UNLOCKING STUDENT ENGAGEMENT WITH GENERATIVE AI: NEED SATISFACTION AS THE KEY, SELF-EFFICACY AS THE GATEKEEPER
DOI:
https://doi.org/10.22452/Keywords:
AI Affordances, Student Engagement, Need Satisfaction, SEM, AI Self EfficacyAbstract
Understanding how learning environments support student engagement requires attention to the motivational processes through which learners internalize instructional resources. Drawing on Self-Determination Theory, this study examines whether perceived affordances of AI-supported learning environments promote students’ classroom engagement through psychological need satisfaction, and whether students’ AI self-efficacy conditions this process. Survey data were collected from 389 undergraduates and analyzed using structural equation modeling. The results indicate that perceived AI affordances positively predict behavioral, cognitive, and emotional engagement indirectly via enhanced need satisfaction, with the strongest indirect effect observed for cognitive engagement (β = 0.385).
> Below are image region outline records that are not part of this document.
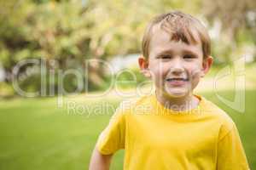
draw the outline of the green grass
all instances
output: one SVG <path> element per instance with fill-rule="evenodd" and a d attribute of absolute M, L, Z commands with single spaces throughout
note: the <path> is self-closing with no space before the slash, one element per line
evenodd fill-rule
<path fill-rule="evenodd" d="M 231 91 L 221 94 L 229 99 L 233 96 Z M 256 91 L 246 92 L 243 114 L 222 104 L 213 94 L 202 94 L 231 116 L 239 129 L 250 167 L 254 169 Z M 101 114 L 90 113 L 88 116 L 88 111 L 91 110 L 79 112 L 82 105 L 96 108 L 102 105 L 102 100 L 83 99 L 69 99 L 77 102 L 77 114 L 73 114 L 67 105 L 58 108 L 56 98 L 0 101 L 0 169 L 87 169 L 97 136 L 107 125 L 113 110 L 103 107 Z M 109 99 L 108 102 L 116 107 L 119 101 Z M 112 169 L 122 169 L 123 155 L 124 151 L 119 151 L 114 156 Z"/>

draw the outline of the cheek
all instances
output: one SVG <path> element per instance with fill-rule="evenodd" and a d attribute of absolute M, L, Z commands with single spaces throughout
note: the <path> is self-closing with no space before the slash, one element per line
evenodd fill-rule
<path fill-rule="evenodd" d="M 201 75 L 201 67 L 200 65 L 191 65 L 190 67 L 188 68 L 189 72 L 189 76 L 192 79 L 199 79 Z"/>

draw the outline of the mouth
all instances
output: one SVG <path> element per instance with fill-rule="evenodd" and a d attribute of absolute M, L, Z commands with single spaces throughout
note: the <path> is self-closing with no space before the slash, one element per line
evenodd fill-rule
<path fill-rule="evenodd" d="M 189 82 L 189 78 L 183 78 L 183 77 L 173 77 L 173 78 L 167 78 L 166 82 L 168 84 L 172 86 L 183 86 Z"/>
<path fill-rule="evenodd" d="M 175 81 L 188 82 L 189 78 L 183 78 L 183 77 L 167 78 L 166 81 L 167 82 L 175 82 Z"/>

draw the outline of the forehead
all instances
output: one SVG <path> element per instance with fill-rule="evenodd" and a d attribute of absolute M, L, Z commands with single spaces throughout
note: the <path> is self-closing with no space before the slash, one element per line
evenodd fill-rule
<path fill-rule="evenodd" d="M 198 54 L 202 54 L 201 42 L 198 33 L 191 29 L 195 42 L 189 43 L 183 42 L 181 40 L 172 40 L 173 34 L 167 32 L 160 28 L 160 25 L 157 24 L 152 27 L 151 40 L 149 43 L 149 55 L 157 54 L 166 50 L 184 50 L 192 51 Z"/>

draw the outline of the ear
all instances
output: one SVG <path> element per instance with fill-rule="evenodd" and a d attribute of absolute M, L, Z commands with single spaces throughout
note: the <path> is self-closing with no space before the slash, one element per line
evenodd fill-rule
<path fill-rule="evenodd" d="M 201 77 L 203 77 L 209 71 L 212 63 L 213 58 L 212 56 L 208 56 L 207 59 L 203 59 L 202 72 L 201 76 Z"/>
<path fill-rule="evenodd" d="M 144 75 L 144 76 L 150 78 L 151 74 L 148 70 L 148 60 L 147 59 L 145 59 L 145 57 L 140 56 L 138 58 L 138 65 L 141 69 L 141 73 L 143 73 Z"/>

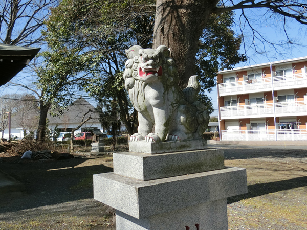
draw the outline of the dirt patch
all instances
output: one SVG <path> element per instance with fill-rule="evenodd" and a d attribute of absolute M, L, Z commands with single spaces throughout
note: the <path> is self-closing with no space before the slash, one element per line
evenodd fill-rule
<path fill-rule="evenodd" d="M 1 229 L 115 229 L 112 214 L 92 199 L 93 174 L 113 171 L 112 156 L 19 161 L 0 163 L 27 191 L 0 197 Z"/>
<path fill-rule="evenodd" d="M 228 199 L 230 229 L 307 229 L 307 151 L 224 150 L 226 166 L 247 169 L 248 184 L 248 193 Z M 27 193 L 0 198 L 1 230 L 115 229 L 112 214 L 92 199 L 93 174 L 112 171 L 112 156 L 3 159 L 1 170 Z"/>
<path fill-rule="evenodd" d="M 306 150 L 225 150 L 235 159 L 225 165 L 246 168 L 248 185 L 247 194 L 228 199 L 230 229 L 307 229 Z"/>

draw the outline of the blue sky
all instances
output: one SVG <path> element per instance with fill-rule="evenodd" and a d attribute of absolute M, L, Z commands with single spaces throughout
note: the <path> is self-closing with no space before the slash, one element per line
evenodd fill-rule
<path fill-rule="evenodd" d="M 283 33 L 283 18 L 278 15 L 270 15 L 265 9 L 253 9 L 245 10 L 246 15 L 250 18 L 250 22 L 256 31 L 261 32 L 261 35 L 266 39 L 273 43 L 284 43 L 285 47 L 276 47 L 276 49 L 265 42 L 255 39 L 255 44 L 258 49 L 258 52 L 255 52 L 252 45 L 253 36 L 250 28 L 246 27 L 244 30 L 244 40 L 245 46 L 241 47 L 240 52 L 246 52 L 248 60 L 235 65 L 235 67 L 242 67 L 255 64 L 260 64 L 270 61 L 278 61 L 307 56 L 307 25 L 301 25 L 291 19 L 286 20 L 286 28 L 291 38 L 292 42 L 298 45 L 289 46 L 285 43 L 287 37 Z M 235 15 L 234 30 L 237 34 L 240 34 L 239 18 L 240 11 L 237 10 Z M 261 54 L 259 53 L 261 53 Z M 16 88 L 5 90 L 0 89 L 0 96 L 5 94 L 23 93 L 20 89 Z M 217 98 L 216 87 L 208 94 L 212 98 L 215 111 L 211 116 L 217 116 Z"/>

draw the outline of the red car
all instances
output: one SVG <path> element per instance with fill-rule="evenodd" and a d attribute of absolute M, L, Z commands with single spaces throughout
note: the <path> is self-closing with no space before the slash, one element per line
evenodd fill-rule
<path fill-rule="evenodd" d="M 79 132 L 77 133 L 74 138 L 75 140 L 85 140 L 93 139 L 93 136 L 91 135 L 91 132 Z"/>

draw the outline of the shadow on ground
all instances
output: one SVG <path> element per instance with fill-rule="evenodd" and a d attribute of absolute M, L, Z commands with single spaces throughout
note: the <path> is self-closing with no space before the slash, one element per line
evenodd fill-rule
<path fill-rule="evenodd" d="M 269 183 L 256 183 L 248 186 L 248 193 L 227 198 L 227 203 L 234 203 L 242 200 L 276 193 L 296 188 L 307 186 L 307 176 Z"/>
<path fill-rule="evenodd" d="M 112 172 L 103 165 L 77 167 L 88 159 L 0 163 L 6 173 L 23 183 L 23 195 L 0 196 L 0 213 L 92 198 L 93 175 Z"/>

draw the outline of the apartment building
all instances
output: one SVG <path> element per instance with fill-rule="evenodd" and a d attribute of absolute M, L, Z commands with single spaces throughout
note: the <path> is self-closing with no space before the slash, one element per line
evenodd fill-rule
<path fill-rule="evenodd" d="M 307 141 L 307 57 L 221 71 L 222 140 Z"/>

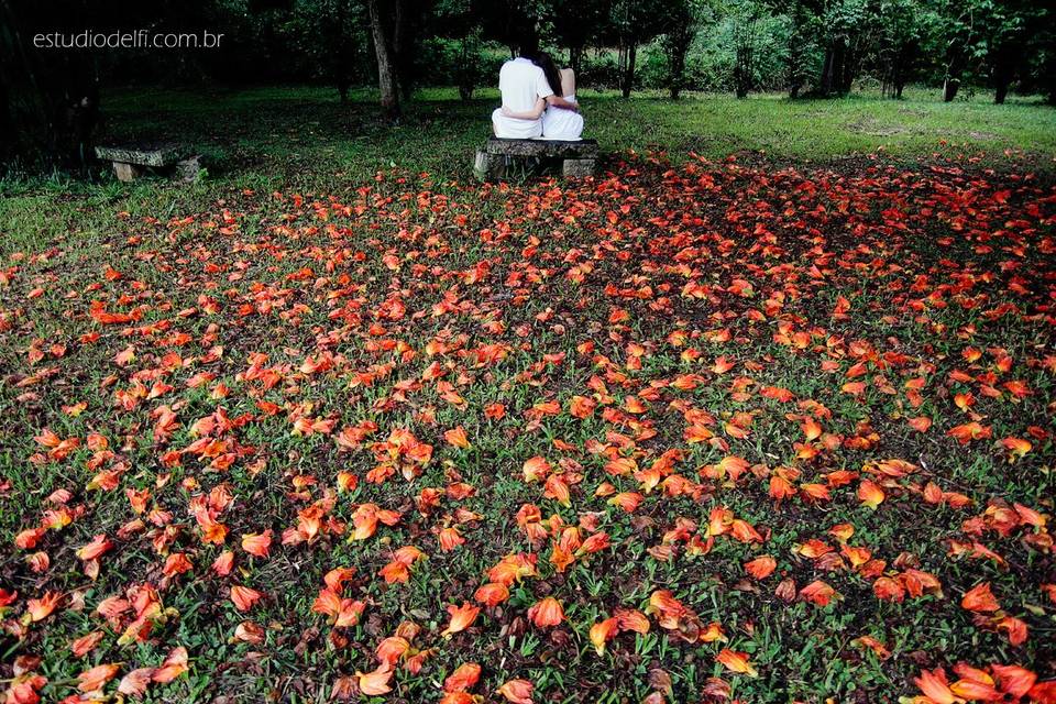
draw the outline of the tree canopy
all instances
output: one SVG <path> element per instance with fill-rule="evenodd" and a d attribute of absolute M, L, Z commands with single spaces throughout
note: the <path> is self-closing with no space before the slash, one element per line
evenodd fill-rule
<path fill-rule="evenodd" d="M 384 114 L 424 84 L 463 98 L 535 34 L 581 84 L 842 96 L 878 81 L 1044 94 L 1056 103 L 1054 10 L 1027 0 L 0 0 L 0 157 L 84 158 L 105 84 L 377 86 Z M 41 48 L 41 33 L 213 31 L 198 51 Z"/>

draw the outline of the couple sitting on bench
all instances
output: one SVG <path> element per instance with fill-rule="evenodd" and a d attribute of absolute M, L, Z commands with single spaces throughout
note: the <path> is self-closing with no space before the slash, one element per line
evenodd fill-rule
<path fill-rule="evenodd" d="M 520 56 L 503 64 L 498 73 L 503 107 L 492 113 L 495 136 L 507 140 L 576 141 L 583 134 L 583 116 L 575 101 L 575 73 L 558 70 L 534 41 L 524 41 Z"/>

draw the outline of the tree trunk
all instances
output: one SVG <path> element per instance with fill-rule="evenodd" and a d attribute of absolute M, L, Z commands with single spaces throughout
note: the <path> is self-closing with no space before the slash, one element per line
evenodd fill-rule
<path fill-rule="evenodd" d="M 575 73 L 576 78 L 580 76 L 580 66 L 583 64 L 583 47 L 582 46 L 571 46 L 569 47 L 569 66 Z"/>
<path fill-rule="evenodd" d="M 623 95 L 624 98 L 630 98 L 630 89 L 635 85 L 635 58 L 638 55 L 638 45 L 631 42 L 627 47 L 627 68 L 624 70 Z"/>
<path fill-rule="evenodd" d="M 382 94 L 382 112 L 386 120 L 399 120 L 399 79 L 396 75 L 396 62 L 393 55 L 392 19 L 387 16 L 383 0 L 367 0 L 366 9 L 371 15 L 371 36 L 374 40 L 374 54 L 377 57 L 377 87 Z M 388 4 L 387 2 L 385 3 Z"/>

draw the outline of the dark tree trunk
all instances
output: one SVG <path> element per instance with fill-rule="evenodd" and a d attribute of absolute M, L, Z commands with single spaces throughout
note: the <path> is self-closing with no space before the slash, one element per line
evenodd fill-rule
<path fill-rule="evenodd" d="M 96 57 L 73 51 L 33 52 L 31 20 L 0 0 L 0 152 L 31 162 L 87 166 L 99 121 Z M 70 3 L 73 26 L 92 8 Z"/>
<path fill-rule="evenodd" d="M 685 55 L 690 51 L 690 42 L 693 35 L 688 28 L 672 32 L 670 35 L 669 61 L 671 63 L 671 85 L 669 90 L 671 100 L 678 100 L 682 96 L 682 85 L 685 82 Z"/>
<path fill-rule="evenodd" d="M 583 47 L 582 46 L 571 46 L 569 47 L 569 66 L 575 73 L 576 78 L 580 75 L 580 66 L 583 64 Z"/>
<path fill-rule="evenodd" d="M 1014 44 L 1004 45 L 994 52 L 993 63 L 993 102 L 1004 105 L 1009 95 L 1009 87 L 1015 78 L 1016 54 L 1021 47 Z"/>
<path fill-rule="evenodd" d="M 377 87 L 382 94 L 382 112 L 385 119 L 399 119 L 399 78 L 396 74 L 396 61 L 393 52 L 393 20 L 388 16 L 389 3 L 385 0 L 367 0 L 366 9 L 371 15 L 371 36 L 374 40 L 374 54 L 377 57 Z"/>

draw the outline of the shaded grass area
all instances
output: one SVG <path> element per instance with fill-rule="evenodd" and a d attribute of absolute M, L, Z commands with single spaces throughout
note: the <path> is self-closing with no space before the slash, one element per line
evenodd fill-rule
<path fill-rule="evenodd" d="M 105 166 L 85 183 L 0 182 L 0 251 L 56 237 L 97 241 L 118 226 L 113 212 L 164 217 L 207 207 L 219 189 L 332 189 L 392 166 L 440 180 L 470 178 L 474 150 L 490 133 L 494 90 L 463 102 L 451 89 L 426 89 L 402 124 L 377 117 L 370 91 L 341 105 L 318 87 L 241 90 L 118 89 L 105 97 L 100 141 L 172 140 L 201 153 L 201 184 L 174 187 L 144 179 L 119 184 Z M 788 100 L 780 96 L 690 94 L 672 102 L 658 94 L 623 100 L 614 91 L 583 91 L 587 132 L 618 153 L 666 152 L 679 163 L 691 152 L 711 160 L 732 154 L 767 163 L 829 163 L 881 153 L 887 158 L 968 158 L 983 166 L 1047 174 L 1056 158 L 1056 110 L 1038 100 L 989 97 L 943 103 L 934 91 L 910 90 L 893 101 L 877 96 Z"/>

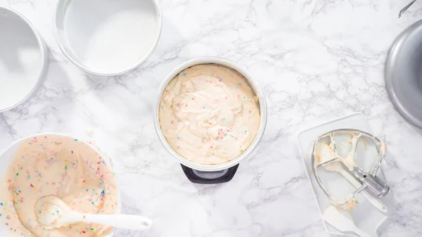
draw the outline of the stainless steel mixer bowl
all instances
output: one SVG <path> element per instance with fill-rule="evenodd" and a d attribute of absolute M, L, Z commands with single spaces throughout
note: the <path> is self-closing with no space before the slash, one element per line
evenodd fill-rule
<path fill-rule="evenodd" d="M 385 62 L 385 79 L 396 110 L 407 122 L 422 128 L 422 20 L 394 41 Z"/>

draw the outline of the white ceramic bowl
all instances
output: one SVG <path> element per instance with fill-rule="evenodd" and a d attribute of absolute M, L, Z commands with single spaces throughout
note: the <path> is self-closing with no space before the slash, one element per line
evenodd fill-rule
<path fill-rule="evenodd" d="M 0 165 L 0 177 L 3 177 L 4 175 L 6 175 L 6 173 L 7 172 L 7 169 L 8 169 L 10 164 L 13 160 L 13 158 L 15 157 L 15 153 L 19 148 L 19 146 L 23 141 L 25 141 L 26 139 L 32 138 L 32 137 L 34 137 L 34 136 L 49 136 L 49 135 L 50 136 L 51 135 L 58 135 L 58 136 L 70 137 L 72 139 L 75 139 L 75 137 L 73 137 L 72 136 L 63 134 L 45 133 L 45 134 L 39 134 L 29 136 L 22 138 L 22 139 L 15 141 L 9 147 L 6 148 L 3 152 L 1 152 L 0 153 L 0 163 L 1 164 L 1 165 Z M 85 142 L 85 143 L 87 145 L 89 146 L 94 150 L 95 150 L 95 152 L 100 154 L 102 158 L 104 158 L 104 159 L 103 159 L 103 160 L 105 162 L 106 165 L 110 169 L 111 169 L 113 170 L 113 160 L 111 160 L 111 158 L 105 155 L 104 153 L 101 152 L 97 147 L 94 146 L 91 144 L 87 143 L 87 142 Z M 107 159 L 107 158 L 108 158 L 108 159 Z M 117 179 L 117 205 L 118 205 L 117 213 L 116 213 L 116 214 L 119 214 L 119 213 L 120 213 L 120 211 L 121 211 L 122 200 L 120 198 L 120 192 L 119 186 L 118 186 L 118 179 L 117 177 L 116 177 L 116 179 Z M 5 225 L 0 224 L 0 236 L 8 236 L 8 231 L 5 228 L 6 228 Z M 113 233 L 110 233 L 109 235 L 108 235 L 108 237 L 113 236 Z"/>
<path fill-rule="evenodd" d="M 149 57 L 161 21 L 157 0 L 59 0 L 53 30 L 71 62 L 88 72 L 112 76 Z"/>
<path fill-rule="evenodd" d="M 159 120 L 159 116 L 158 116 L 159 111 L 160 111 L 160 110 L 159 110 L 160 101 L 161 100 L 162 94 L 164 93 L 164 91 L 165 90 L 165 88 L 167 87 L 167 84 L 169 84 L 169 82 L 170 82 L 170 81 L 172 81 L 173 79 L 173 78 L 174 78 L 174 77 L 176 77 L 179 73 L 180 73 L 184 70 L 185 70 L 188 68 L 191 68 L 193 65 L 200 65 L 200 64 L 217 64 L 217 65 L 221 65 L 227 67 L 229 68 L 231 68 L 231 69 L 234 70 L 235 71 L 237 71 L 238 72 L 241 74 L 248 80 L 249 85 L 250 86 L 252 89 L 254 91 L 255 94 L 259 98 L 260 113 L 261 120 L 260 122 L 260 127 L 258 128 L 258 132 L 257 133 L 257 135 L 256 135 L 255 139 L 253 140 L 253 141 L 252 142 L 252 143 L 250 144 L 249 148 L 248 148 L 248 149 L 243 153 L 242 153 L 242 155 L 241 155 L 240 156 L 238 156 L 238 158 L 236 158 L 232 160 L 230 160 L 230 161 L 223 163 L 223 164 L 200 165 L 200 164 L 197 164 L 197 163 L 193 162 L 184 158 L 181 155 L 179 155 L 179 153 L 177 153 L 174 150 L 173 150 L 173 148 L 172 148 L 172 147 L 170 146 L 169 143 L 167 141 L 167 139 L 164 136 L 164 134 L 162 134 L 162 131 L 161 130 L 161 126 L 160 125 L 160 120 Z M 174 69 L 173 71 L 172 71 L 170 72 L 170 74 L 169 74 L 167 75 L 167 77 L 165 78 L 164 82 L 162 82 L 162 83 L 161 84 L 161 86 L 160 87 L 160 89 L 158 89 L 158 92 L 157 93 L 157 97 L 155 98 L 155 105 L 154 106 L 154 122 L 155 122 L 155 129 L 158 134 L 158 137 L 160 137 L 160 140 L 161 141 L 161 142 L 162 143 L 164 146 L 167 148 L 167 150 L 181 164 L 182 164 L 189 168 L 196 169 L 196 170 L 200 170 L 200 171 L 205 171 L 205 172 L 219 171 L 219 170 L 224 170 L 226 169 L 229 169 L 230 167 L 232 167 L 236 165 L 243 159 L 244 159 L 245 158 L 246 158 L 249 155 L 250 155 L 250 153 L 252 153 L 253 150 L 255 148 L 256 148 L 258 143 L 260 143 L 260 141 L 261 140 L 261 138 L 262 137 L 262 135 L 264 134 L 264 132 L 265 130 L 265 126 L 267 124 L 267 104 L 265 103 L 265 98 L 264 97 L 264 93 L 261 90 L 261 88 L 260 87 L 260 86 L 258 86 L 257 82 L 252 79 L 250 74 L 249 74 L 249 72 L 248 72 L 243 68 L 241 67 L 239 65 L 238 65 L 237 63 L 236 63 L 234 62 L 232 62 L 231 60 L 229 60 L 224 59 L 224 58 L 217 58 L 217 57 L 200 58 L 194 59 L 194 60 L 191 60 L 190 61 L 186 62 L 186 63 L 183 63 L 182 65 L 181 65 L 180 66 L 177 67 L 176 69 Z"/>
<path fill-rule="evenodd" d="M 46 46 L 17 11 L 0 6 L 0 113 L 28 99 L 45 76 Z"/>

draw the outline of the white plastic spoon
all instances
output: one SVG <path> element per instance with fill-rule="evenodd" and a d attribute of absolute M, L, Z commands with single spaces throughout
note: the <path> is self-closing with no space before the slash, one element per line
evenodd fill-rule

In addition, AI self-efficacy modestly strengthened the relationship between perceived affordances and need satisfaction, suggesting a meaningful boundary condition in the motivational process. These findings clarify how and for whom supportive learning environments foster engagement, highlighting the central role of psychological need satisfaction in translating contextual resources into sustained classroom involvement. From an instructional perspective, the study highlights the importance of designing learning environments, rather than focusing solely on technologies, that effectively support students’ autonomy, competence, and relatedness.